Researchers have found the medicinal properties of Australian manuka honey are just as powerful as that produced in New Zealand.
New Zealand may have retained the Bledisloe Cup after a record 18th straight win over Australia but it can no longer claim to produce the best manuka honey, according to a new study.
While honey has been used therapeutically for hundreds of years, the growing global crisis of antibiotic resistance has revived interest in its clinical use.
University of Technology Sydney researchers have found Australian manuka honey is as powerful against bacteria as the more commonly known New Zealand variety.
This is very "exciting" and could be a game-changer for the more than 12,000 local beekeepers because Australia has more than 80 types of the manuka tree growing across the country compared to New Zealand, which has only one species, study lead author Dr Nural Cokcetin says.
The researchers studied more than 80 honey samples from NSW and Queensland flowering manuka (Leptospermum) trees and found the nectar-derived chemical that gives NZ manuka honey its unique antibacterial properties is present in Australian varieties.

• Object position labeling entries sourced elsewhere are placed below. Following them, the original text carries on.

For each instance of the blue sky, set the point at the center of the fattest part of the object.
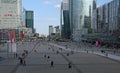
(46, 12)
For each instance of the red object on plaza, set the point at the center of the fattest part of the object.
(97, 43)
(22, 35)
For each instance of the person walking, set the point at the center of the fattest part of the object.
(69, 65)
(23, 58)
(52, 63)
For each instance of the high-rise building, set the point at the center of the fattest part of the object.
(80, 17)
(106, 18)
(65, 22)
(10, 14)
(29, 21)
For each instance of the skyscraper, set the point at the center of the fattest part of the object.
(80, 17)
(10, 14)
(65, 22)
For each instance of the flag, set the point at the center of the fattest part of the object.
(12, 36)
(97, 43)
(2, 32)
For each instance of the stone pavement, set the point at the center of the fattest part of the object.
(87, 48)
(36, 62)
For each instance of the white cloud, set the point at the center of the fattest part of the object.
(58, 6)
(49, 19)
(57, 0)
(47, 3)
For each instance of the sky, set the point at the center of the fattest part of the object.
(47, 12)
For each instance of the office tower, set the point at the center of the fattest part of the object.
(10, 14)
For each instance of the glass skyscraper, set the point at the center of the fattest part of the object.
(10, 14)
(80, 17)
(65, 22)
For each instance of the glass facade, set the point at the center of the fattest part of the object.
(10, 14)
(80, 16)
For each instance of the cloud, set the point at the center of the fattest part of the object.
(47, 3)
(58, 6)
(49, 20)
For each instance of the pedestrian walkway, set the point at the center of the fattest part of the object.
(95, 52)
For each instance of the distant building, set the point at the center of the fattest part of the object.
(10, 17)
(10, 14)
(51, 30)
(65, 22)
(80, 12)
(28, 19)
(106, 18)
(57, 32)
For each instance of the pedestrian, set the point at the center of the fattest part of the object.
(67, 54)
(52, 63)
(15, 55)
(69, 65)
(21, 61)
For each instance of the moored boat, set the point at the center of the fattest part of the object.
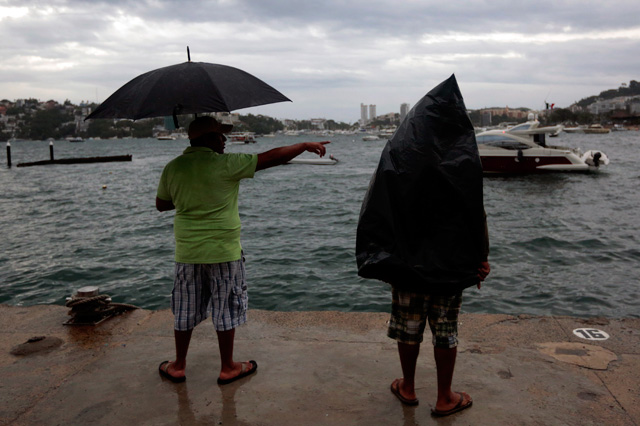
(316, 161)
(595, 129)
(241, 137)
(523, 149)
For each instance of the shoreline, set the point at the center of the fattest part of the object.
(322, 367)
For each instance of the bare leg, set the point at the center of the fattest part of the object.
(445, 364)
(408, 360)
(228, 367)
(177, 367)
(225, 344)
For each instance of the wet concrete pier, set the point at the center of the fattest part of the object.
(315, 368)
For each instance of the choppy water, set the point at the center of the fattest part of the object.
(560, 244)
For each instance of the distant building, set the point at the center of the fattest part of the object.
(364, 114)
(485, 119)
(404, 110)
(608, 105)
(318, 123)
(511, 113)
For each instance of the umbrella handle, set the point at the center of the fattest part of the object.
(176, 110)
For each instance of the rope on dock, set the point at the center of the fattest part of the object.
(93, 310)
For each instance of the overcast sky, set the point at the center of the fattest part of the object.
(327, 56)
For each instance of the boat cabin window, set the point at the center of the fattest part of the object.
(523, 126)
(500, 141)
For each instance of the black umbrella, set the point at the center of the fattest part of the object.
(187, 88)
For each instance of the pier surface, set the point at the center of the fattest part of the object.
(315, 368)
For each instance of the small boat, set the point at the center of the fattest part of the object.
(595, 129)
(241, 137)
(316, 161)
(523, 149)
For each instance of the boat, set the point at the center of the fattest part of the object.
(596, 129)
(241, 137)
(316, 161)
(523, 149)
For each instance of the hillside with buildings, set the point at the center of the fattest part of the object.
(36, 120)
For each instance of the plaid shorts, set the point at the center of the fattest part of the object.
(410, 311)
(219, 288)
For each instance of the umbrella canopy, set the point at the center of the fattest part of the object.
(187, 88)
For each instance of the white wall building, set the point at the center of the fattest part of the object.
(364, 118)
(404, 110)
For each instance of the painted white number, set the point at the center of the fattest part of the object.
(591, 334)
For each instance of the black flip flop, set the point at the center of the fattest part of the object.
(457, 408)
(253, 369)
(163, 373)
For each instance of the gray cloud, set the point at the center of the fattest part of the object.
(327, 56)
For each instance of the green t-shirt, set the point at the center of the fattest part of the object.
(203, 185)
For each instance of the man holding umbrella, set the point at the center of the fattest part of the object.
(202, 186)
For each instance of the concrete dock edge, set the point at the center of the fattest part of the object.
(315, 368)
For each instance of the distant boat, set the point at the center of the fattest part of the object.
(523, 149)
(241, 137)
(316, 161)
(596, 129)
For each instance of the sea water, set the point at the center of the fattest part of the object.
(561, 243)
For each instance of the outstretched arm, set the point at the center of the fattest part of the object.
(278, 156)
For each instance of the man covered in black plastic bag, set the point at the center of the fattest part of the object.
(423, 230)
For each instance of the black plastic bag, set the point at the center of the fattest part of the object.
(422, 225)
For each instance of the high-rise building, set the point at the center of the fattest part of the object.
(372, 112)
(364, 118)
(404, 110)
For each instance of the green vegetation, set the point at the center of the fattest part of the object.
(259, 124)
(633, 89)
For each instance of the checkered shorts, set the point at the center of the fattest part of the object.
(410, 311)
(219, 288)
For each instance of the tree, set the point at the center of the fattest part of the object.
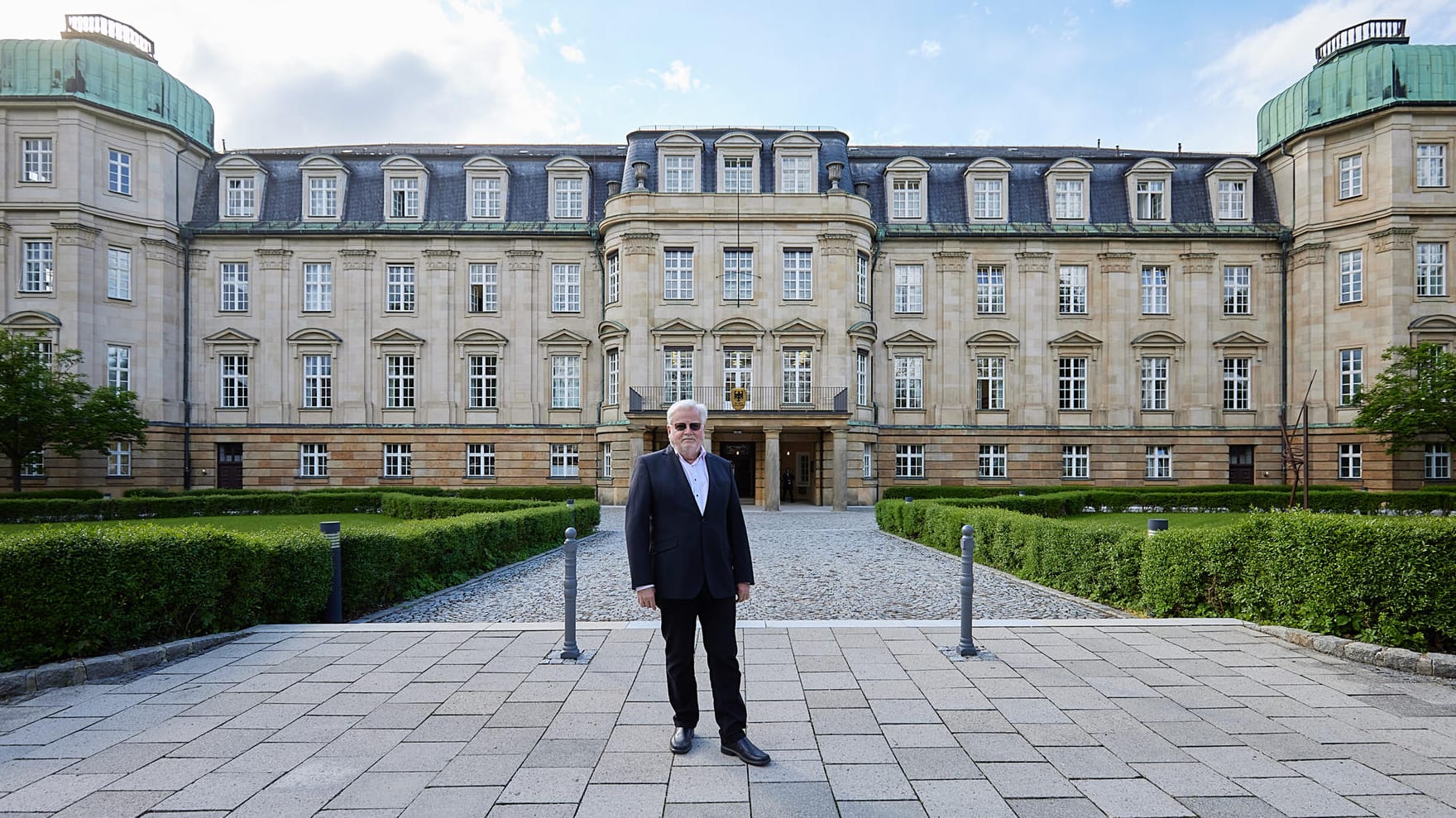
(1413, 399)
(44, 404)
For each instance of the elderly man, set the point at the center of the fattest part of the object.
(687, 549)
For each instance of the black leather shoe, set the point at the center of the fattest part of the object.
(745, 749)
(682, 739)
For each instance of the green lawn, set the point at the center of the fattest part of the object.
(233, 521)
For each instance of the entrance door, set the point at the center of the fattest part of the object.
(1241, 465)
(740, 454)
(229, 465)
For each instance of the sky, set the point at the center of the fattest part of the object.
(1149, 74)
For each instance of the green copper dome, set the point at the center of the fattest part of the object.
(114, 79)
(1358, 82)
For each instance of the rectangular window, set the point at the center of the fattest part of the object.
(1072, 290)
(118, 459)
(862, 377)
(1237, 285)
(1430, 165)
(1237, 385)
(565, 287)
(570, 199)
(906, 199)
(1067, 194)
(318, 381)
(910, 460)
(118, 369)
(990, 383)
(1352, 376)
(678, 274)
(398, 460)
(909, 289)
(36, 160)
(242, 201)
(400, 289)
(485, 199)
(1232, 199)
(323, 197)
(1155, 385)
(795, 175)
(739, 175)
(1438, 462)
(565, 381)
(118, 172)
(613, 278)
(404, 197)
(678, 373)
(1072, 383)
(990, 289)
(909, 381)
(1352, 277)
(482, 381)
(38, 274)
(1076, 462)
(992, 462)
(737, 275)
(1155, 290)
(798, 376)
(318, 287)
(1159, 463)
(679, 174)
(1352, 182)
(118, 274)
(1430, 270)
(479, 460)
(564, 460)
(1151, 199)
(314, 460)
(233, 387)
(1352, 459)
(988, 199)
(400, 381)
(613, 375)
(798, 275)
(485, 289)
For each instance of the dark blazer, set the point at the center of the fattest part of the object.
(674, 548)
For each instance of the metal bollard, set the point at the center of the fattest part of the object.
(570, 647)
(967, 588)
(335, 613)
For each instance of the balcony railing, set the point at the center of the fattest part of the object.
(753, 399)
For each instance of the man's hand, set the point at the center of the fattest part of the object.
(647, 597)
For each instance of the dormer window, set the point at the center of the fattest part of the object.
(797, 157)
(739, 163)
(241, 187)
(570, 179)
(405, 179)
(486, 179)
(906, 184)
(1151, 185)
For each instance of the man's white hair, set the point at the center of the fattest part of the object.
(687, 404)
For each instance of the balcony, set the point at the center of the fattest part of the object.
(754, 400)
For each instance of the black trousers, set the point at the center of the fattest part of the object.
(721, 645)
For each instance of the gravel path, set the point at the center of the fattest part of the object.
(807, 563)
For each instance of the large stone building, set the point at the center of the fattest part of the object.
(858, 318)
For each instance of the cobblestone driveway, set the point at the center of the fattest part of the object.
(807, 563)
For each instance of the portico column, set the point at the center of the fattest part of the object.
(770, 469)
(841, 469)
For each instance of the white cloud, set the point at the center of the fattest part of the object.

The research, funded by the Rural Industries Research and Development Corporation and published in journal PLOS ONE, also found the antibacterial properties of honey remain unchanged for several years when stored properly.
All honeys have different flavours and medicinal properties, depending on the flowers bees visit for nectar.
What makes manuka honey so special is the exceptionally high level of stable antibacterial activity, arising from a naturally occurring compound in the nectar of manuka flowers.
It's this ingredient that acts against golden staph infections and other superbugs resistant to current antibiotics.
New Zealand is the primary source of medicinal honey but the country grows only one Leptospermum species, and its honey bee population is threatened by the parasitic varroa mite.
Australia is home to 83 of the 87 known Leptospermum species and is free of the varroa mite.
"Our study provides the proof for what we've long assumed - that this compound, methylglyoxal, is present in high levels in Australian manuka honeys," said Dr Cokcetin.